Whether it’s Gonzalez singing or Yolmer Sanchez drenching himself with a Gatorade bucket after Trayce Thompson’s walk-off home run Thursday, funny and positive moments will be embraced by a struggling White Sox team. At 9-23 and in last place in the worst division in baseball, the 2018 season already has been a trying one for many reasons.
So some fun and heartening moments could go a long way for a team that still has almost five months to go.
“It loosens guys up,” Gonzalez said. “We have a lot of young guys and a lot of young talent, but they enjoy the older guys going out and doing stuff like that.”
Of course, those young guys are the priority this season. Whether it’s the next positive outing from Lucas Giolito or Reynaldo Lopez or the latest impressive effort by Yoan Moncada or Tim Anderson, any and all growth will be embraced.
On Saturday, Anderson hit two home runs, albeit in an 8-4 loss to the Twins. But those homers were seen as more growth for Anderson, who’s showing signs of improvement after a difficult 2017 season.

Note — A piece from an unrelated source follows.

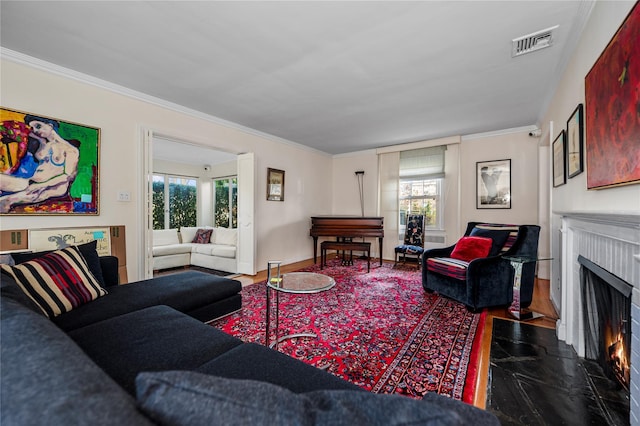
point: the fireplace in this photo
(607, 318)
(612, 242)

“You’re not going to expect to see him hit two homers every night,’’ Renteria said. ‘‘[Saturday]was one of those days where he got a couple of pitches he could handle. Certainly having the approaches that he’s having, the swings he puts on the baseball allow him to be able to do many things, whether it’s drive the ball in the gap, hit the ball to right-center field earlier in the ballgame. He’s got the type of ability to manage the barrel.”
Before Saturday, Anderson had one hit in his last 18 at-bats but recovered for three hits and two homers.
“It’s baseball,’’ Anderson said. ‘‘You’ve got to learn from it. I learned a lot from it last year. It’s just a game. I just go out and have fun, and if it’s not going well, I’ve just got to continue to go.”
That attitude is going to be one of the keys for the Sox to get anything out of this season at the major-league level while they wait for Michael Kopech, Eloy Jimenez and the other prospects to develop. They don’t want the losses and lack of success to burden them and turn coming to the park into a grind.
The occasional bit of laughter or fun won’t hurt.
“You can’t dwell on a lot of different things because you have to be ready and prepared for the moment that’s coming,” Renteria said. “I think you have to use every experience that occurs in the past to learn, and I think that as these guys continue to get more and more comfortable, the expectation or the hope is that they’ll be able to take advantage of those situations.
“Having some levity alongside of it makes it a little easier.”
Gonzalez provided plenty of that with his singing. He also has an eye on the bigger picture.
“It’s fun to be around all these guys,” Gonzalez said. “At the end of the day, we have to perform no matter what when it’s time to go out and play.”